It’s been a little over a week since Texas Democratic state legislators decamped to Washington, D.C., in protest over Gov. Greg Abbott’s uncompromising agenda during the state’s special legislative session. Republican attempts to pass extreme voter suppression legislation are taking up the bulk of media attention—understandably. But the fight isn’t just for voting rights: It’s also about reproductive rights, which are under unprecedented attack in the Lone Star State. 

Even though the Texas Democrats have effectively derailed extreme legislation in the House for now, the Texas Senate is rounding the bend on passage of many Republican priorities for the special session. (Note: To become a law, a bill has to pass both the House and the Senate, and be signed by the governor; with the Democratic legislators in Washington, D.C., the Texas House lacks a quorum to conduct business.)

One bill that passed through the Texas Senate on Friday, Senate Bill 4, bans medication abortion after seven weeks and is seen by many as a de facto ban on medication abortion—which accounts for about 40 percent of abortions performed annually. Although the FDA has approved use of mifepristone—the key medication used for miscarriage and abortion care—for up to 70 days gestation, the bill at issue would severely shorten that to just 49 days in Texas. 

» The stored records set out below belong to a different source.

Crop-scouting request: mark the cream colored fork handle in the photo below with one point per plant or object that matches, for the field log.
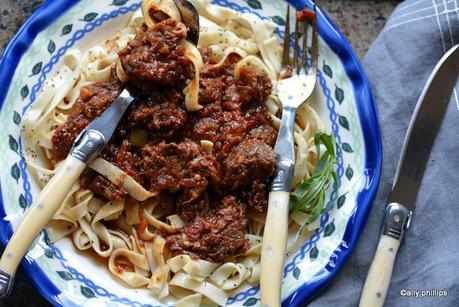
(273, 249)
(380, 273)
(40, 213)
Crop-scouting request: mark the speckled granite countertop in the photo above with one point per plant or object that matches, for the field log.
(359, 20)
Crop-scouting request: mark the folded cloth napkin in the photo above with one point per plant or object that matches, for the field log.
(398, 64)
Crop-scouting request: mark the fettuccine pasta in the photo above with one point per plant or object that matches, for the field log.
(132, 229)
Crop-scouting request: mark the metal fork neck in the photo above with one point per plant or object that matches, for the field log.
(285, 152)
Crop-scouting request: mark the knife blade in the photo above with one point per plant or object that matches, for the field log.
(419, 140)
(88, 145)
(423, 128)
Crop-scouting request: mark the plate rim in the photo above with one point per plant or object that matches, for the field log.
(51, 10)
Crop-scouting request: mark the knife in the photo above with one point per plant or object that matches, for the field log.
(419, 140)
(88, 145)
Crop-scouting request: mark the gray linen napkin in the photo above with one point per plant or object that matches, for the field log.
(398, 64)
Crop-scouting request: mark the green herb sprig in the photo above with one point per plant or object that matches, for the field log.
(309, 196)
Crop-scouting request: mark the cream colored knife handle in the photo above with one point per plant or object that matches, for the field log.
(397, 220)
(380, 273)
(40, 213)
(273, 248)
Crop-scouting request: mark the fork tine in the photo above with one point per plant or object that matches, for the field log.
(304, 47)
(286, 52)
(295, 48)
(315, 46)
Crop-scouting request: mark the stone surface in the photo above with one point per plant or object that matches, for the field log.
(359, 20)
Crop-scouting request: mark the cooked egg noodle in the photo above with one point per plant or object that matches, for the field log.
(138, 255)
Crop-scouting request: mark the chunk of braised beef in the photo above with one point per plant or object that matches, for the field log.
(206, 129)
(156, 58)
(265, 133)
(216, 236)
(177, 165)
(162, 120)
(252, 87)
(256, 195)
(250, 160)
(100, 185)
(192, 203)
(122, 155)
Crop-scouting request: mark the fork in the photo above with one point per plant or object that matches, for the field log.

Texas state Rep. Donna Howard is one of the Democrats that fled the state. As a registered nurse and current chair of the Texas Women’s Health Caucus, Howard has spoken out against S.B. 4, as well as S.B. 8—one of the nation’s most extreme abortion bans that criminalizes abortions after just six weeks gestation and deputizes private citizens to enforce the law. The law is set to take effect on September 1—though a broad coalition of Texas abortion providers, doctors, clergy, abortion funds and support networks filed a lawsuit against the bill last Tuesday.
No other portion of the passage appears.